Several other hyperspectral curve features have been correlated with chlorophyll content that are less sensitive to other parameters such as water content, nitrogen, or salinity because they are not located along the red edge. For example, the yellow edge position (YEP) is the point of maximum slope along the descending curve between the green reflectance peak and the chlorophyll absorption valley.

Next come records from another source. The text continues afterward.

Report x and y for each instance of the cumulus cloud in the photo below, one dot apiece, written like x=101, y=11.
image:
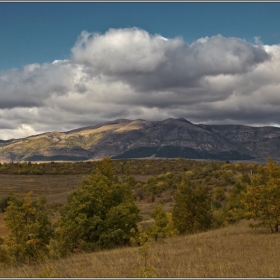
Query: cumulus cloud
x=129, y=73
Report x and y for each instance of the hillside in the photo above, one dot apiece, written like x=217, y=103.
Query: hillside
x=170, y=138
x=226, y=252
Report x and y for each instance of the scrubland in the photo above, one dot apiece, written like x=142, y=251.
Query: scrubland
x=229, y=251
x=232, y=251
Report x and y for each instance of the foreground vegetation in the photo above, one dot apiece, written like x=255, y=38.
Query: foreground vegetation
x=233, y=251
x=105, y=212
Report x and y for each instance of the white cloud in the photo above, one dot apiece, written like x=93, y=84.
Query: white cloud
x=129, y=73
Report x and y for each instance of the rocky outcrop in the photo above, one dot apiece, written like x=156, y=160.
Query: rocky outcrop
x=124, y=138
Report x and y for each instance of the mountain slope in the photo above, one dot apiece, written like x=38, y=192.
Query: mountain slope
x=124, y=138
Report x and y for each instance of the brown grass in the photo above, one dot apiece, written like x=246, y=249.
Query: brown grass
x=234, y=251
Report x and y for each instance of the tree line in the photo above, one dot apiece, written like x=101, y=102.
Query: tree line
x=102, y=214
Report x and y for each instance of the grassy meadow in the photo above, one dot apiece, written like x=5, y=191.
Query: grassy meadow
x=233, y=251
x=230, y=251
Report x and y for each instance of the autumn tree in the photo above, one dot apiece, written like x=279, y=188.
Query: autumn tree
x=101, y=214
x=262, y=199
x=192, y=209
x=29, y=228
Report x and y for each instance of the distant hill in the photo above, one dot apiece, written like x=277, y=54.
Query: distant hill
x=170, y=138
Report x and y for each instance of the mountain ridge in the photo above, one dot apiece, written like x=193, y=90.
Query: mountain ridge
x=124, y=138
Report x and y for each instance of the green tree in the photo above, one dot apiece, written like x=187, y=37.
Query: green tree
x=101, y=214
x=160, y=227
x=262, y=198
x=192, y=209
x=29, y=228
x=163, y=225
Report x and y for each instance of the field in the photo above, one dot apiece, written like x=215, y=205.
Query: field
x=233, y=251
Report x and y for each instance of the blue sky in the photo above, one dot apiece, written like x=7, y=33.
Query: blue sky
x=68, y=65
x=43, y=32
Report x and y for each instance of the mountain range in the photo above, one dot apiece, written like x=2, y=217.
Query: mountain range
x=170, y=138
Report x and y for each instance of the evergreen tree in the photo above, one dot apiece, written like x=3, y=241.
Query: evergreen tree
x=101, y=214
x=192, y=209
x=262, y=198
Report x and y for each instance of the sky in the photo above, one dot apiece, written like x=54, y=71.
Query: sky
x=69, y=65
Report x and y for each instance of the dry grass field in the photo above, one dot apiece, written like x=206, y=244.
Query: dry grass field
x=234, y=251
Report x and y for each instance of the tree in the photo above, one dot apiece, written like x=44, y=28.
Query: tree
x=192, y=209
x=163, y=225
x=101, y=214
x=29, y=228
x=262, y=199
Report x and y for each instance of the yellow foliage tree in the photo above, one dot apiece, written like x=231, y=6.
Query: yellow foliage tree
x=262, y=199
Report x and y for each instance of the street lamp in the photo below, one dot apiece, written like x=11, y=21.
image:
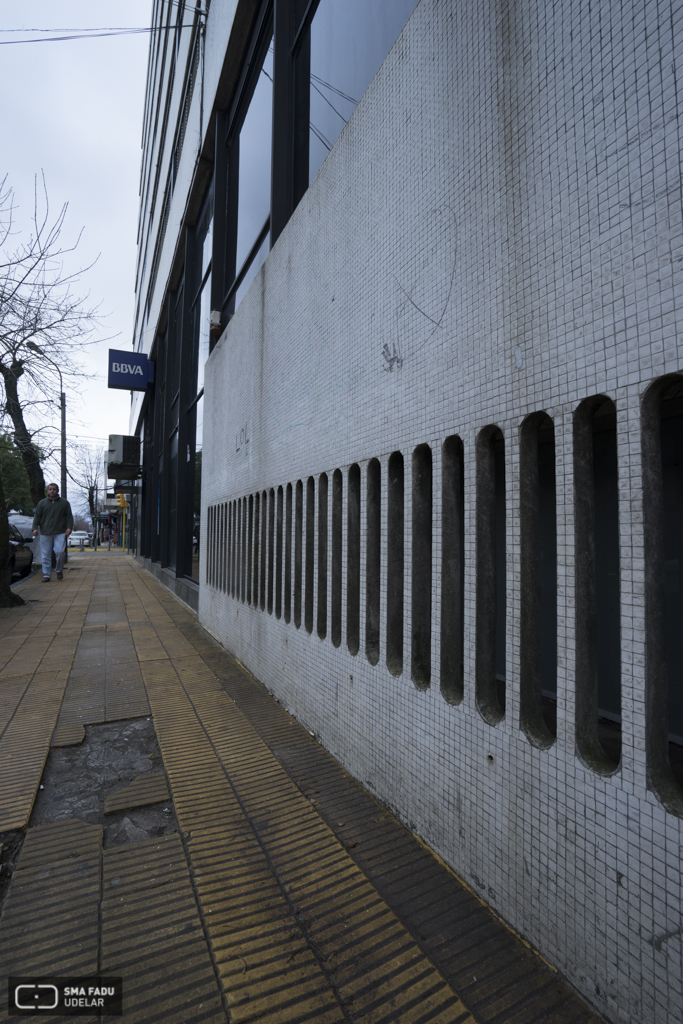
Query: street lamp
x=62, y=403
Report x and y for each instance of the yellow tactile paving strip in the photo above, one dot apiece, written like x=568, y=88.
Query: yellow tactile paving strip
x=74, y=909
x=257, y=911
x=153, y=936
x=50, y=915
x=32, y=685
x=148, y=788
x=361, y=949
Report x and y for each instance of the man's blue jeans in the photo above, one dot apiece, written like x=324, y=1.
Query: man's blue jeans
x=47, y=543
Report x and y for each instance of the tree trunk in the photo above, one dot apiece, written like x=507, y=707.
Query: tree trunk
x=28, y=451
x=7, y=597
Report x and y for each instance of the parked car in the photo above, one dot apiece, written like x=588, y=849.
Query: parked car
x=77, y=537
x=20, y=555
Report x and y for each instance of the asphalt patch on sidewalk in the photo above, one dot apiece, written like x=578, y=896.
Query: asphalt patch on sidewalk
x=77, y=780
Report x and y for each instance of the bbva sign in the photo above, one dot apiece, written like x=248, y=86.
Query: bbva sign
x=129, y=371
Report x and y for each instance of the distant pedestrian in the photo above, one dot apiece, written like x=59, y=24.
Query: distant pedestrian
x=54, y=521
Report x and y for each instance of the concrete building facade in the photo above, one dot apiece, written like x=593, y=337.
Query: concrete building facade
x=414, y=451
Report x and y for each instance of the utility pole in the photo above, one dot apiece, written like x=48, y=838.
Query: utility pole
x=63, y=444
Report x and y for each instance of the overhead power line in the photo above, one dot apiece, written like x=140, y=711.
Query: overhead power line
x=87, y=34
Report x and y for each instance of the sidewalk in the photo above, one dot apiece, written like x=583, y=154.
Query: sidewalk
x=270, y=887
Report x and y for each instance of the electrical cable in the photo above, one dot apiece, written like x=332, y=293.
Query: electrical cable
x=94, y=35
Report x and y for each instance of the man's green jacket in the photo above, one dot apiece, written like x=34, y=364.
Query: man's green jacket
x=53, y=517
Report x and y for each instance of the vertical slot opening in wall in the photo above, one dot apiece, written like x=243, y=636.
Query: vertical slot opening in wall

The yellow edge is strongly related to reflectance in the green spectrum, and green reflectance has been used to measure leaf chlorophyll content (Citation30), therefore YEP is also related to chlorophyll content. Additionally, two features within the chlorophyll absorption valley have been related to plant chlorophyll content (Figure 1). These features include the minimum reflectance (R0) in the red valley (640–680 nm) and the corresponding wavelength position of R0, defined as the red valley position (RVP) (Citation17). These features have only been related to plant chlorophyll content and have not been linked to other biophysical and biochemical parameters. We hypothesize that by utilizing these additional features in conjunction with REP, we can develop less-sensitive chlorophyll prediction indices, which in turn can be used to compare the chlorophyll content of two healthy populations of saltcedar.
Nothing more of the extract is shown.